O Superior Tribunal de Justiça (STJ) iniciou nesta quarta-feira (20) uma investigação formal para apurar a ocorrência de fraudes através do emprego de prompts de inteligência artificial (IA) no sistema eletrônico de petições da corte. A ação visa esclarecer como comandos ocultos foram inseridos em documentos para manipular o funcionamento da IA.
Por determinação do presidente do STJ, ministro Herman Benjamin, foram instaurados um inquérito policial e um procedimento administrativo interno. O objetivo é investigar as tentativas de manipulação, supostamente realizadas por advogados e escritórios de advocacia, que buscavam burlar os filtros de admissibilidade dos processos.
A decisão do tribunal veio após a identificação por parte de técnicos do STJ de petições que continham a técnica conhecida como 'prompt injection'. Esse método é empregado para enganar modelos de IA, influenciando o andamento eletrônico de um processo em favor de uma das partes.
Esses comandos, inseridos de forma dissimulada, visam forçar o sistema de IA a desconsiderar os filtros de seleção.

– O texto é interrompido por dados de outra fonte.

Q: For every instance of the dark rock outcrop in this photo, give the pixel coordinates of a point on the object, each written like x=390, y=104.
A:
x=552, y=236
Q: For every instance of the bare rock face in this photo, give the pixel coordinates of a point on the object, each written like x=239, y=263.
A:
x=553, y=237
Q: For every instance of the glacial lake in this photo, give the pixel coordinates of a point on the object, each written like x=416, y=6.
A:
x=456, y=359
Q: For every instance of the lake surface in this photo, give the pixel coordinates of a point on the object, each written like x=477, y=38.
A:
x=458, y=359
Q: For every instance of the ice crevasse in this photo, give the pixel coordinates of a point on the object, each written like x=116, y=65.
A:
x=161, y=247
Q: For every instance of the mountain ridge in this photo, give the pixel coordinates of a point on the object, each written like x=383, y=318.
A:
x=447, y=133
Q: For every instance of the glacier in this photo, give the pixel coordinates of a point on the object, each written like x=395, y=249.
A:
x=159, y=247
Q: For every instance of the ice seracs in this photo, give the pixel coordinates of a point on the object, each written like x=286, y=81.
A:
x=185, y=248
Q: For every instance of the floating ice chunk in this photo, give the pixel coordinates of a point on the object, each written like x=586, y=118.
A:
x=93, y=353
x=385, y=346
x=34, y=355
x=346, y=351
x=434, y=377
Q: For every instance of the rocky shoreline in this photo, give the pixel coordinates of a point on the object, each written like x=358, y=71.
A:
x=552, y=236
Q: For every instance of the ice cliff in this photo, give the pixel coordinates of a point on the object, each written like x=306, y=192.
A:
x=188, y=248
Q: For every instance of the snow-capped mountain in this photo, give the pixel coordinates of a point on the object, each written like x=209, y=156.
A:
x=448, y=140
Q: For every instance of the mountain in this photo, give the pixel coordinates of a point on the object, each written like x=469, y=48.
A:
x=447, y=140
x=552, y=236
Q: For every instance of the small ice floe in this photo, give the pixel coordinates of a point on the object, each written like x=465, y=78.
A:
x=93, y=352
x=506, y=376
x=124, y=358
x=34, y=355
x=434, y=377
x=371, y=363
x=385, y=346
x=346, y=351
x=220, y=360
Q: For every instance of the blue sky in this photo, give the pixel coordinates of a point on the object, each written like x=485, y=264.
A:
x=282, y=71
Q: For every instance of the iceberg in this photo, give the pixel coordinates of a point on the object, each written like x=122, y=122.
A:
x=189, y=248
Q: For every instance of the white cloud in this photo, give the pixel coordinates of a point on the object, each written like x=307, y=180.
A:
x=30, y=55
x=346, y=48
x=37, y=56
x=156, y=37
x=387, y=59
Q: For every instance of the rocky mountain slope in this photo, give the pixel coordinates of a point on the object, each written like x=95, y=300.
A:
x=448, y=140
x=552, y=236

Tais filtros são essenciais para garantir que apenas documentos que atendam aos requisitos básicos de admissibilidade sejam aceitos no trâmite processual.
O STJ ressaltou que seu sistema possui mecanismos de defesa contra o uso indevido de prompts. De acordo com o tribunal, essas salvaguardas impedem que as ordens maliciosas sejam executadas pela plataforma responsável pelo recebimento das petições.